Хозяин подземелий повернулся к крестьянину и заговорил своим хриплым, булькающим голосом:

— Она — всего лишь глупая рабыня, а я просто глупый тюремщик. Простите нас. Этого больше не повторится.

Крестьянин всё так же безразлично смотрел в нашу сторону. Я не думала, что он понял хоть что-то из того, что здесь происходило.

— В будущем, — сказал тюремный надзиратель, уже обращаясь ко мне, — Ты будешь обслуживать этого заключённого с заботой и уважением.

— Да, Господин, — склонив голову, отозвалась я, но тут же вскинулась, и позвала уже отворачивавшегося мужчину: — Господин!

— Что? — спросил он, обернувшись.

Я согнулась до пола и поцеловала его ноги.

— Спасибо, Господин, — поблагодарила я его.

Хозяин подземелий отступил прочь от меня, резко разорвав дистанцию, но затем, уже спокойно отвернулся и направился к двери камеры.

Я же, не вставая с колен, быстро собрала миски из-под воды и еды узника.
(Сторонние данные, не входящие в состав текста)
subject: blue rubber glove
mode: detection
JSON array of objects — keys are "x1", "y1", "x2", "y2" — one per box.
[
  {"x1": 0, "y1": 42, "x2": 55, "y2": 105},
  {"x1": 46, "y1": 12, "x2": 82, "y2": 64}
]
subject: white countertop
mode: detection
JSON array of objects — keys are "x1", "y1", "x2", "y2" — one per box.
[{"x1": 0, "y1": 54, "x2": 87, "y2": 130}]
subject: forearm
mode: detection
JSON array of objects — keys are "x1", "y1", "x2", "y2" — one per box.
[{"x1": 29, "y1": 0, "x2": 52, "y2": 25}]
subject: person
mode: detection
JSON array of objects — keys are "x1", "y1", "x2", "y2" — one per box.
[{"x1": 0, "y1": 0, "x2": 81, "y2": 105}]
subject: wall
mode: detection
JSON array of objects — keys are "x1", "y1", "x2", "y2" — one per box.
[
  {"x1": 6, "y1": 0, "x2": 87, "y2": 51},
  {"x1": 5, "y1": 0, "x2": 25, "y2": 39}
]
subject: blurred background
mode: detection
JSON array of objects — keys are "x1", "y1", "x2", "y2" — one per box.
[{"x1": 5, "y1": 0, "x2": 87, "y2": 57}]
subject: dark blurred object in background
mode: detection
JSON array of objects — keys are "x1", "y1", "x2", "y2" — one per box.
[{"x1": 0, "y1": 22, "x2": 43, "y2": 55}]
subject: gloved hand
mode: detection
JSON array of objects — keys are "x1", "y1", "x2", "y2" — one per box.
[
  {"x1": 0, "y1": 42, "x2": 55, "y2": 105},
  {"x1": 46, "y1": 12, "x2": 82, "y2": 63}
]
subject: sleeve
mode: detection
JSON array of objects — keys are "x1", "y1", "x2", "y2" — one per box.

Собственно я и пришла в камеру, чтобы забрать и наполнить их.

Перед самой дверью надзиратель остановился и оглянулся, посмотрев на прикованного узника.

— Время сева уже пришло? — спросил тот.

— Нет, — ответил ему хозяин подземелий.

Может я и ошиблась, но мне показалось, что перед тем как Тарск отвернулся, я заметила, как на его щеке блеснула влажная дорожка.

— Господин! — окликнула я его, пока он ещё не успел выйти, а когда он повернулся боком ко мне, спросила: — Как мне одеваться для работы здесь?

Разумеется, я, так же, как и он знала, каково было требование того офицера.

— Ты будешь в тунике, — ответил Тарск.

— Да, Господин, — кивнула я, понимая, что она только что, фактически, взял всю ответственность на себя.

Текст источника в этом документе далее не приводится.